Hong Toan Phuoc, Carter Michelle Q, Struffi Paolo, Casonato Stefano, Hao Youai, Lam Joseph S, Lory Stephen, Jousson Olivier
Centre for Integrative Biology, University of Trento, 38123, Trento, Italy.
Department of Microbiology and Immunobiology, Harvard Medical School, Boston, MA, 02115, USA.
BMC Microbiol. 2017 Feb 7;17(1):31. doi: 10.1186/s12866-017-0943-4.
Pseudomonas aeruginosa pathogenicity island 1 (PAPI-1) is one of the largest genomic islands of this important opportunistic human pathogen. Previous studies have shown that PAPI-1 encodes several putative virulence factors, including a major regulator of biofilm formation and antibiotic-resistance traits. PAPI-1 is horizontally transferable into recipient strains lacking this island via conjugation mediated by the specialized type IV pilus. The PAPI-1 encodes a cluster of ten genes associated with the synthesis and assembly of the type IV pilus. The PAPI-1 acquisition mechanism is currently not well understood.
In this study, we performed a series of conjugation experiments and identified determinants of PAPI-1 acquisition by analyzing transfer efficiency between the donor and a series of mutant recipient strains. Our data show that common polysaccharide antigen (CPA) lipopolysaccharide (LPS), a homopolymer of D-rhamnose, is required for initiating PAPI-1 transfer, suggesting that this structure acts as a receptor for conjugative type IV pilus in recipient strains. These results were substantiated by experimental evidence from PAPI-1 transfer assay experiments, in which outer membrane or LPS preparations from well-defined LPS mutants were added to the transfer mix to assess the role of P. aeruginosa LPS in PAPI-1 transfer and in vitro binding experiments between pilin fusion protein GST-pilV2' and immobilized LPS molecules were performed. Our data also showed that P. aeruginosa strains that had already acquired a copy of PAPI-1 were unable to import additional copies of the island, and that such strains produced proportionally lower amounts of CPA LPS compared to the strains lacking PAPI-1.
These results suggest that a PAPI-1 exclusion mechanism exists in P. aeruginosa that might serve to regulate the avoidance of uncontrolled expansions of the bacterial genome.
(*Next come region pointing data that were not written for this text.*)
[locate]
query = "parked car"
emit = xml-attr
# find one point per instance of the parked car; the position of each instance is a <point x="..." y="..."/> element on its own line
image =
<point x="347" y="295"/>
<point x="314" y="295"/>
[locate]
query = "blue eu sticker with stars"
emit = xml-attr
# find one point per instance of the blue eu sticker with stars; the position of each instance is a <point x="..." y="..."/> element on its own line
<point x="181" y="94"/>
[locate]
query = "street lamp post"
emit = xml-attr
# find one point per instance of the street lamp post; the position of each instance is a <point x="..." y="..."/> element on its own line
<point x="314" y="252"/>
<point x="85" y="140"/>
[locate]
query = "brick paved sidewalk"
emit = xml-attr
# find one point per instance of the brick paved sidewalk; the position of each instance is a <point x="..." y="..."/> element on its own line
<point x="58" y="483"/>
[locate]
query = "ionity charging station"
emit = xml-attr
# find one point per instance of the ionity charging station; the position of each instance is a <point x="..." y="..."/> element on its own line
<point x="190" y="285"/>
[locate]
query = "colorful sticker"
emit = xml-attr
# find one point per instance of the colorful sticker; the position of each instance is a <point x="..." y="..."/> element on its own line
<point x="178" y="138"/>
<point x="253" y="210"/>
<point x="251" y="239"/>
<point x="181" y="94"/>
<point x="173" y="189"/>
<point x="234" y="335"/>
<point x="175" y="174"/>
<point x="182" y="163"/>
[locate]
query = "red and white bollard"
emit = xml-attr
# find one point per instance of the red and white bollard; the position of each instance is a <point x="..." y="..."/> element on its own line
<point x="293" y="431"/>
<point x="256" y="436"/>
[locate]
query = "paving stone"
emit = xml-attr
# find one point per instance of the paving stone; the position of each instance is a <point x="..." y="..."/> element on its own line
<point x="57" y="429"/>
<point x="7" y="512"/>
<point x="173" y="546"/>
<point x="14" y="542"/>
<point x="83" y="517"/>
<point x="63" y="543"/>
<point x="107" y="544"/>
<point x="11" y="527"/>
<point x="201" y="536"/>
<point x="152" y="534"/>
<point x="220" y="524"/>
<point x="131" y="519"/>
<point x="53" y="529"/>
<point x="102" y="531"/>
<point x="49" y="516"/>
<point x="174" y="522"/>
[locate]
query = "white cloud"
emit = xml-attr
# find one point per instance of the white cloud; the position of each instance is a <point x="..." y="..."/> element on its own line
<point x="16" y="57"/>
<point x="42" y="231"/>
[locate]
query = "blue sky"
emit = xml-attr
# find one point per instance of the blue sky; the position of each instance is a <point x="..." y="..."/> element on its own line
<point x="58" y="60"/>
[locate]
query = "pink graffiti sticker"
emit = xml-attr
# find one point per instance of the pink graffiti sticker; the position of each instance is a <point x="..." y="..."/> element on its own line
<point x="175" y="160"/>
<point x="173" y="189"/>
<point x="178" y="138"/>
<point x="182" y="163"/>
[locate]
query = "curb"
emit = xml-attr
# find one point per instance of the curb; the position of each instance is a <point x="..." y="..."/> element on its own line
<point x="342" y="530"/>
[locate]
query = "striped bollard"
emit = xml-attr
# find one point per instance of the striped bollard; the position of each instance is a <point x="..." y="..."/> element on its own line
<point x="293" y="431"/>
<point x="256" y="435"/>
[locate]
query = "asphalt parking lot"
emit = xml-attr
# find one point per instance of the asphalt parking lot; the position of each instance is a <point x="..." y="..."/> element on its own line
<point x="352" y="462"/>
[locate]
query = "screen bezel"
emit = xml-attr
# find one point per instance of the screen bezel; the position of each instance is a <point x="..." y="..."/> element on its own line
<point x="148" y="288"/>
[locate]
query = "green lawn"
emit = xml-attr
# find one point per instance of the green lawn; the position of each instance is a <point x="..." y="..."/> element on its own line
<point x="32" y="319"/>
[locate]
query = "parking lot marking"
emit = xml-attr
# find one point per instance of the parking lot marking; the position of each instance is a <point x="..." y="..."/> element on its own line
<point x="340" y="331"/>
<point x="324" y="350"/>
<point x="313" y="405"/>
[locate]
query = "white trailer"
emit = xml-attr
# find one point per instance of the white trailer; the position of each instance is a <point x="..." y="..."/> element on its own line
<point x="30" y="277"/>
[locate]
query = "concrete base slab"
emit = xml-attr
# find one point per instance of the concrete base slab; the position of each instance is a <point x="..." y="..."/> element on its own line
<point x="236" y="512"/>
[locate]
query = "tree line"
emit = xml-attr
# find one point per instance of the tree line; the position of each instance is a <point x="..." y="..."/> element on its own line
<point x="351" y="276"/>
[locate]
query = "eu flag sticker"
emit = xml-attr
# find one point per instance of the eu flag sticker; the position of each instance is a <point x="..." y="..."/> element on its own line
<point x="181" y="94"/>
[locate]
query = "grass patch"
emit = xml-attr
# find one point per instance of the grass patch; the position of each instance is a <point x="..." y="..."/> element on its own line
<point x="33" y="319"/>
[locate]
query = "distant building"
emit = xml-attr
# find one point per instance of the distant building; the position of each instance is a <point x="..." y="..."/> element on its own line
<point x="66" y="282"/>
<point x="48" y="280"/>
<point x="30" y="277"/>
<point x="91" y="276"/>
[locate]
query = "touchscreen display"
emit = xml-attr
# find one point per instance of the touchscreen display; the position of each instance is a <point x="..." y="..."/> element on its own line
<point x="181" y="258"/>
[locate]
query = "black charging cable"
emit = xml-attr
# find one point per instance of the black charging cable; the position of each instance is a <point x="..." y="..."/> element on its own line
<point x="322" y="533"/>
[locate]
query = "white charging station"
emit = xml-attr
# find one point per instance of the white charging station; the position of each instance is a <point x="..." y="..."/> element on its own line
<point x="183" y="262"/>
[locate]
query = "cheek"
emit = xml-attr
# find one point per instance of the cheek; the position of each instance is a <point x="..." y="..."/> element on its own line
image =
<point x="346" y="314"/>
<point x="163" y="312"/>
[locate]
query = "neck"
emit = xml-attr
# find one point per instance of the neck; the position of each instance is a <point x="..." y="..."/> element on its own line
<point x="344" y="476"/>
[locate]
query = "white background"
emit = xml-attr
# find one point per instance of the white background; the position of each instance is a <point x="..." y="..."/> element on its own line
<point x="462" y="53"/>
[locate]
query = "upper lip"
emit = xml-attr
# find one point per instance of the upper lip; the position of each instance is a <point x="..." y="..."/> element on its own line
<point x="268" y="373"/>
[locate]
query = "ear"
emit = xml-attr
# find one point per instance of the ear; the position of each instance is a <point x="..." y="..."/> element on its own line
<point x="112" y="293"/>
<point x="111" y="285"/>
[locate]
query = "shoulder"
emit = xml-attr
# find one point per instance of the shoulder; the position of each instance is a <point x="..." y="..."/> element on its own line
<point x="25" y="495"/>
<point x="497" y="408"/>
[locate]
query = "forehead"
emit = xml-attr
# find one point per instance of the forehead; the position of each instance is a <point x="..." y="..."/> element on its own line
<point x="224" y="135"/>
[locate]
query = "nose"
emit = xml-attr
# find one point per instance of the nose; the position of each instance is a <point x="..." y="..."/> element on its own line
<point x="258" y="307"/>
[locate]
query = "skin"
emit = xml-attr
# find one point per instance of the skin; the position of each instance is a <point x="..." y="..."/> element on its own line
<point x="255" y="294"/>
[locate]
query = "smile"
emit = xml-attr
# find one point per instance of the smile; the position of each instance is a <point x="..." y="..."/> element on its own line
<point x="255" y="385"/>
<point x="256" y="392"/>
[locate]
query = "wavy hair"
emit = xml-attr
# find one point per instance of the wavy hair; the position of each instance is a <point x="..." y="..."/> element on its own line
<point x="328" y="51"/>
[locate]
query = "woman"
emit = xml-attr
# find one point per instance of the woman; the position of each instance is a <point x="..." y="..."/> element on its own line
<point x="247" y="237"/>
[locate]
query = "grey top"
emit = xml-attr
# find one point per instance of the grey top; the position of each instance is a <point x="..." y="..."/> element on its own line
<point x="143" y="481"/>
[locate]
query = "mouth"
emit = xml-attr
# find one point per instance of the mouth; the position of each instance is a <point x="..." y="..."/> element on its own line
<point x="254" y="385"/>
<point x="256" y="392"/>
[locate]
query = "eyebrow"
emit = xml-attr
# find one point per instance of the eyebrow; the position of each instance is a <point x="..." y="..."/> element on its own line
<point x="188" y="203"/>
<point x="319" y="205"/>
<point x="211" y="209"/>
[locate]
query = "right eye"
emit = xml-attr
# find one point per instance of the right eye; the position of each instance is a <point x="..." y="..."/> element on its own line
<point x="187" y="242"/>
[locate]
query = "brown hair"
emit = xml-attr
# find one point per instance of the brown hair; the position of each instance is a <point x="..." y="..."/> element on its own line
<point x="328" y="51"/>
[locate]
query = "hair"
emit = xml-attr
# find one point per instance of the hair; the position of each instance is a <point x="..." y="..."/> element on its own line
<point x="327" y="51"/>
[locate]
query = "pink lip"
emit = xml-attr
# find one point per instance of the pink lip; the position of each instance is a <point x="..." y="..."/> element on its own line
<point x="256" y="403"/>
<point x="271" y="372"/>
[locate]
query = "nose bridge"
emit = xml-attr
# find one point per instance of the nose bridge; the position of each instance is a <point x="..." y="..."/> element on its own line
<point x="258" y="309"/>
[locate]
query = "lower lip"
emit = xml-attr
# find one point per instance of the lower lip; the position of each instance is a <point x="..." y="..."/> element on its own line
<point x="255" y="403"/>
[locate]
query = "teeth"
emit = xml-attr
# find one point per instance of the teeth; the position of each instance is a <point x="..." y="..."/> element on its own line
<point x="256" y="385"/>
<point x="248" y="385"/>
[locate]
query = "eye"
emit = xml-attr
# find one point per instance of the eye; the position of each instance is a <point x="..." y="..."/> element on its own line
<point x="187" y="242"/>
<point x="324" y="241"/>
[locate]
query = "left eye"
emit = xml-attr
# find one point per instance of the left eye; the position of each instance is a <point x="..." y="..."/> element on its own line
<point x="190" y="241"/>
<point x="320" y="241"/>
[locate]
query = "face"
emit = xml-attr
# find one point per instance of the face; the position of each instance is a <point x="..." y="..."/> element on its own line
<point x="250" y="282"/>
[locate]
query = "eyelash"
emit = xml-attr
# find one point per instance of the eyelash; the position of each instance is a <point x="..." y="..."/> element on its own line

铜绿假单胞菌致病岛1(PAPI-1)是这种重要的人类机会致病菌最大的基因组岛之一。先前的研究表明,PAPI-1编码几种假定的毒力因子,包括生物膜形成和抗生素抗性特征的主要调节因子。PAPI-1可通过特殊IV型菌毛介导的接合作用水平转移到缺乏该岛的受体菌株中。PAPI-1编码一组与IV型菌毛的合成和组装相关的十个基因。目前对PAPI-1的获取机制了解尚少。
在本研究中,我们进行了一系列接合实验,并通过分析供体与一系列突变受体菌株之间的转移效率来确定PAPI-1获取的决定因素。我们的数据表明,普通多糖抗原(CPA)脂多糖(LPS),一种D-鼠李糖的同聚物,是启动PAPI-1转移所必需的,这表明该结构作为受体菌株中接合IV型菌毛的受体。来自PAPI-1转移测定实验的实验证据证实了这些结果,在该实验中,将来自明确的LPS突变体的外膜或LPS制剂添加到转移混合物中,以评估铜绿假单胞菌LPS在PAPI-1转移中的作用,并进行了菌毛融合蛋白GST-pilV2'与固定化LPS分子之间的体外结合实验。我们的数据还表明,已经获得一份PAPI-1拷贝的铜绿假单胞菌菌株无法导入该岛的额外拷贝,并且与缺乏PAPI-1的菌株相比,此类菌株产生的CPA LPS量成比例地更低。
这些结果表明,铜绿假单胞菌中存在一种PAPI-1排除机制,可能用于调节避免细菌基因组的无控制扩增。